Aapjes kijken is niet altijd leuk
Een team van biologen spendeerde drie jaar van hun leven om 78 minuten film te maken. Dan mag je hopen dat je met iets op de proppen komt dat het kijken waard is. Want laten we eerlijk zijn, we zijn behoorlijk verwend met de Earth en Life–beelden van de afgelopen jaren.

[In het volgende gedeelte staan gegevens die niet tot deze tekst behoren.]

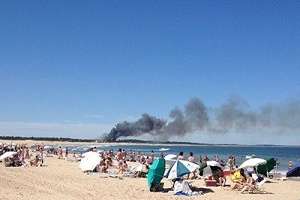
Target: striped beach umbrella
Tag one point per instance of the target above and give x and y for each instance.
(181, 168)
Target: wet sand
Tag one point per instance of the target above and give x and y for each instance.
(61, 179)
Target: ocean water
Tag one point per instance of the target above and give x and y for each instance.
(283, 154)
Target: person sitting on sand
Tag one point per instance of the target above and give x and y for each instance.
(35, 161)
(60, 156)
(103, 166)
(119, 155)
(238, 178)
(249, 185)
(122, 167)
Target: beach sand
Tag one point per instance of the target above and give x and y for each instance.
(61, 179)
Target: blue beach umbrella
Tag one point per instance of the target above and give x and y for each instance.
(181, 168)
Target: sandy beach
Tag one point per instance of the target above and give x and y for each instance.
(60, 179)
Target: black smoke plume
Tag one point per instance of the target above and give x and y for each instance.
(234, 115)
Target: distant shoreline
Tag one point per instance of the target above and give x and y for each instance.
(126, 142)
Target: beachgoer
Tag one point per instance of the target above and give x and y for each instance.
(180, 156)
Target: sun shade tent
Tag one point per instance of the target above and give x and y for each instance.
(264, 169)
(156, 172)
(89, 161)
(181, 168)
(8, 154)
(253, 162)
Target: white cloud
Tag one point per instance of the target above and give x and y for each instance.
(74, 130)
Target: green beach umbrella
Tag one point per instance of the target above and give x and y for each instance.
(156, 172)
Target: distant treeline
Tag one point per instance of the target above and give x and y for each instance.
(156, 142)
(60, 139)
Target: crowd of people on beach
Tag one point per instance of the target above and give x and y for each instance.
(121, 160)
(23, 155)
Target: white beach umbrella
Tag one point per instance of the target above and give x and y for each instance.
(136, 167)
(181, 168)
(7, 154)
(253, 162)
(170, 157)
(213, 163)
(90, 161)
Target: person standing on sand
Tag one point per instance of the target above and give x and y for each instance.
(60, 156)
(67, 152)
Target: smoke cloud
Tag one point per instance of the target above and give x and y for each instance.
(234, 115)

Misschien is de vergelijking tussen Chimpanzee en Earth niet helemaal terecht, maar in hoeveel genres wil je natuurdocumentaires gaan opdelen? Maar goed, neem dan March of the Penguins of The Last Lions, waarin Jeremy Irons het levensverhaal van een jonge leeuwenpup vertelt. Grafisch niet zo indrukwekkend als Earth, maar het verhaal is boeiend. Zonder al teveel moeite voel je je verbonden met het lot van de pinguïns en de leeuw. Dan moet het met een aap, waar wij al een zekere genetische verbondenheid mee hebben, toch ook wel lukken.
Persmap
Eerst een klein intermezzo over persmappen, als u het mij toestaat. In persmappen zijn onder andere, naast nuttige filmfeitjes, interviews te vinden met regisseurs. Iedereen zegt hoe graag hij of zij altijd al deze film wilde maken, enzovoorts. En jawel, ook hier zegt maker Mark Linfield ‘Chimpanzee fulfills a lifelong dream. I have always wanted to make a film about chimpanzees.‘ Rare jongens, die biologen.

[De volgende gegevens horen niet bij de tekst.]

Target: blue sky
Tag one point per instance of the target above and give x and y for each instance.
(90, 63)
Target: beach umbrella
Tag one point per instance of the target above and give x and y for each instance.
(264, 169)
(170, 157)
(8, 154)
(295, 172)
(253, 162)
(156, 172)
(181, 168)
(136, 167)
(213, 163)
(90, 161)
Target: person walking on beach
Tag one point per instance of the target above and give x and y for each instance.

Dan nu de film, deze voorkennis in gedachten houdend. Opperhoofdaap Freddy leidt een groep chimps waarin verder moeder Isha en baby Oscar een sleutelrol spelen. We zien eigenlijk voornamelijk het wel en wee van Oscar, wiens leven over rozen lijkt te gaan. Totdat het noodlot toeslaat.

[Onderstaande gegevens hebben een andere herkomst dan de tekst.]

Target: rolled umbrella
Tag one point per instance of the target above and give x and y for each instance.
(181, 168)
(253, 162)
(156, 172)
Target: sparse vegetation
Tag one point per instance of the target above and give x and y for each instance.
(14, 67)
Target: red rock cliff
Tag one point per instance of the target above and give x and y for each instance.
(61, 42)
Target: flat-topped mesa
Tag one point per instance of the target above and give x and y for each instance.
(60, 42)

Door dieren namen te geven ontstaat er gemakkelijker een band tussen kijker en aap. Het helpt daarbij dat met name mensapen zoals chimpansees, al vrij veel op mensen lijken. Vooral qua gedrag en overlevingsmethoden vallen de gelijkenissen op. Minder positief is het feit dat de überhaupt aanwezige gelijkenis tussen mens en chimpansee de voornaamste reden is dat je blijft kijken, want verder valt er in Chimpanzee weinig te beleven.
Tergende voice-over
De kritiek begint bij het verhaal, dat behoorlijk summier is. Verder moeten we het met steeds dezelfde groep apen doen. En om nou te zeggen dat die apen veel meemaken, neen. Ze zijn voornamelijk op zoek naar voedsel, kraken een noot en komen af en toe een rivaliserende bende apen tegen. Knap hoor, nootje kraken met een steen, maar na twee minuten heb je het wel gezien. Earth snapt dat, en schakelt vervolgens over naar een nieuw beest. Chimpanzee snapt dat niet, en laat de notenkrakers nog zes keer uitgebreid zien.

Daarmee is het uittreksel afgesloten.